5.8. Upgrading to New Releases

Upgrading Bugzilla is something we all want to do from time to time, be it to get new features or pick up the latest security fix. How easy it is to update depends on a few factors.

There are also three different methods to upgrade your installation.

  1. Using CVS (Example 5-1)

  2. Downloading a new tarball (Example 5-2)

  3. Applying the relevant patches (Example 5-3)

Which options are available to you may depend on how large a jump you are making and/or your network configuration.

Revisions are normally released to fix security vulnerabilities and are distinguished by an increase in the third number. For example, when 2.16.2 was released, it was a revision to 2.16.1.

Point releases are normally released when the Bugzilla team feels that there has been a significant amount of progress made between the last point release and the current time. These are often proceeded by a stabilization period and release candidates, however the use of development versions or release candidates is beyond the scope of this document. Point releases can be distinguished by an increase in the second number, or minor version. For example, 2.16.2 is a newer point release than 2.14.5.

The examples in this section are written as if you were updating to version 2.16.2. The procedures are the same regardless if you are updating to a new point release or a new revision. However, the chance of running into trouble increases when upgrading to a new point release, escpecially if you've made local changes.

These examples also assume that your Bugzilla installation is at /var/www/html/bugzilla. If that is not the case, simply substitute the proper paths where appropriate.

Example 5-1. Upgrading using CVS

Every release of Bugzilla, whether it is a revision or a point release, is tagged in CVS. Also, every tarball we have distributed since version 2.12 has been primed for using CVS. This does, however, require that you are able to access cvs-mirror.mozilla.org on port 2401.


If you can do this, updating using CVS is probably the most painless method, especially if you have a lot of local changes.

bash$ cd /var/www/html/bugzilla
bash$ cvs login
Logging in to :pserver:anonymous@cvs-mirror.mozilla.org:2401/cvsroot
CVS password: anonymous
bash$ cvs -q update -r BUGZILLA-2_16_2 -dP
P checksetup.pl
P collectstats.pl
P globals.pl
P docs/rel_notes.txt
P template/en/default/list/quips.html.tmpl


If a line in the output from cvs update begins with a C that represents a file with local changes that CVS was unable to properly merge. You need to resolve these conflicts manually before Bugzilla (or at least the portion using that file) will be usable.

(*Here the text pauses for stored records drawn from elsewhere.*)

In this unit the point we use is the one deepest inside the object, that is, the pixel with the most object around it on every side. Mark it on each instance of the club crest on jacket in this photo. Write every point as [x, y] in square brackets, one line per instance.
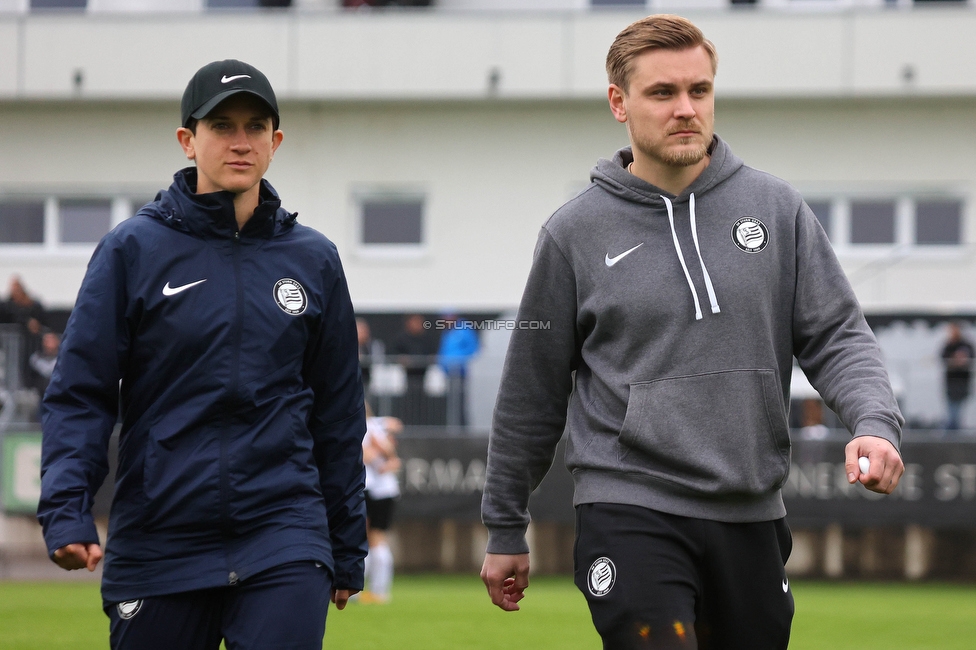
[290, 296]
[750, 234]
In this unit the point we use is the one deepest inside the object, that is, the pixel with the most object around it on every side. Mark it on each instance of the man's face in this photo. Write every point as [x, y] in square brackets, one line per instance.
[669, 105]
[233, 145]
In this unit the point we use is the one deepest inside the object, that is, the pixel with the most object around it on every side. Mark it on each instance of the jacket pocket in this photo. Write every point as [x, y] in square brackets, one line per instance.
[721, 433]
[181, 477]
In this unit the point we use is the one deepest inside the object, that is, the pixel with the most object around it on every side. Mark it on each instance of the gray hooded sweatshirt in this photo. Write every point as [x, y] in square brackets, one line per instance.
[664, 343]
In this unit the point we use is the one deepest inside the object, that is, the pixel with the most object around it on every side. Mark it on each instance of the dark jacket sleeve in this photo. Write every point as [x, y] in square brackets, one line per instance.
[81, 404]
[337, 424]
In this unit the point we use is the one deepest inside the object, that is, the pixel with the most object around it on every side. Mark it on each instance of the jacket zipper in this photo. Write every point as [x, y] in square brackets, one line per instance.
[238, 336]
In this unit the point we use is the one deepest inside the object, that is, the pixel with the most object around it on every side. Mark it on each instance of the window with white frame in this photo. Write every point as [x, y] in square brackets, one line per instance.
[871, 221]
[54, 223]
[58, 4]
[391, 221]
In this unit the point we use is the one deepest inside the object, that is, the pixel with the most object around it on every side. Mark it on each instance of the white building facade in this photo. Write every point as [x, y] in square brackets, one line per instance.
[430, 145]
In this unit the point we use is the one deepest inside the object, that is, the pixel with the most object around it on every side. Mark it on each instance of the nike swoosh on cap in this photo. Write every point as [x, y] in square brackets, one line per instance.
[610, 261]
[172, 291]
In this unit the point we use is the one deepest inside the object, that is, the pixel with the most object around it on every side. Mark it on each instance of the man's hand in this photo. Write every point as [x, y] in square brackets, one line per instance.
[341, 596]
[886, 465]
[78, 556]
[507, 577]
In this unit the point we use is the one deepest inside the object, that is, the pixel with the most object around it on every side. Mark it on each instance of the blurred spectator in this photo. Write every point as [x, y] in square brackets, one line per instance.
[415, 339]
[414, 348]
[459, 343]
[813, 427]
[22, 309]
[957, 356]
[382, 490]
[365, 338]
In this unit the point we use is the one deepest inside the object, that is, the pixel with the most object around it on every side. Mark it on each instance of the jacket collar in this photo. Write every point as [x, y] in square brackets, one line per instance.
[212, 214]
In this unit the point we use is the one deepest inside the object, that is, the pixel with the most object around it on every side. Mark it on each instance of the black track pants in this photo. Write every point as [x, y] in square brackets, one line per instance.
[654, 580]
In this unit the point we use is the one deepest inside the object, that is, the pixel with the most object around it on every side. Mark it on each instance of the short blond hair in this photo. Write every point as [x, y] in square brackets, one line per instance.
[657, 32]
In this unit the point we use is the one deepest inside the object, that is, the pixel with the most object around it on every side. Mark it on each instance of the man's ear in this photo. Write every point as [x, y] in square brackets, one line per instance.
[616, 95]
[186, 139]
[276, 139]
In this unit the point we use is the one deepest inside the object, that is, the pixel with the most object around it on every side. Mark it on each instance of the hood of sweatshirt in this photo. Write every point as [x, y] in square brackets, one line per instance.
[212, 215]
[612, 175]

You also need to run ./checksetup.pl before your Bugzilla upgrade will be complete.

Example 5-2. Upgrading using the tarball

If you are unable or unwilling to use CVS, another option that's always available is to download the latest tarball. This is the most difficult option to use, especially if you have local changes.

bash$ cd /var/www/html
bash$ wget ftp://ftp.mozilla.org/pub/webtools/bugzilla-2.16.2.tar.gz
Output omitted
bash$ tar xzvf bugzilla-2.16.2.tar.gz
Output truncated
bash$ cd bugzilla-2.16.2
bash$ cp ../bugzilla/localconfig* .
bash$ cp -r ../bugzilla/data .
bash$ cd ..
bash$ mv bugzilla bugzilla.old
bash$ mv bugzilla-2.16.2 bugzilla
bash$ cd bugzilla
bash$ ./checksetup.pl
Output omitted


The cp commands both end with periods which is a very important detail, it tells the shell that the destination directory is the current working directory. Also, the period at the beginning of the ./checksetup.pl is important and can not be omitted.


You will now have to reapply any changes you have made to your local installation manually.

Example 5-3. Upgrading using patches

The Bugzilla team will normally make a patch file available for revisions to go from the most recent revision to the new one. You could also read the release notes and grab the patches attached to the mentioned bug, but it is safer to use the released patch file as sometimes patches get changed before they get checked in (for minor spelling fixes and the like). It is also theorectically possible to scour the fixed bug list and pick and choose which patches to apply from a point release, but this is not recommended either as what you'll end up with is a hodge podge Bugzilla that isn't really any version. This would also make it more difficult to upgrade in the future.

bash$ cd /var/www/html/bugzilla
bash$ wget ftp://ftp.mozilla.org/pub/webtools/bugzilla-2.16.1-to-2.16.2.diff.gz
Output omitted
bash$ gunzip bugzilla-2.16.1-to-2.16.2.diff.gz
bash$ patch -p1 < bugzilla-2.16.1-to-2.16.2.diff
patching file checksetup.pl
patching file collectstats.pl
patching file globals.pl


If you do this, beware that this doesn't change the entires in your CVS directory so it may make updates using CVS (Example 5-1) more difficult in the future.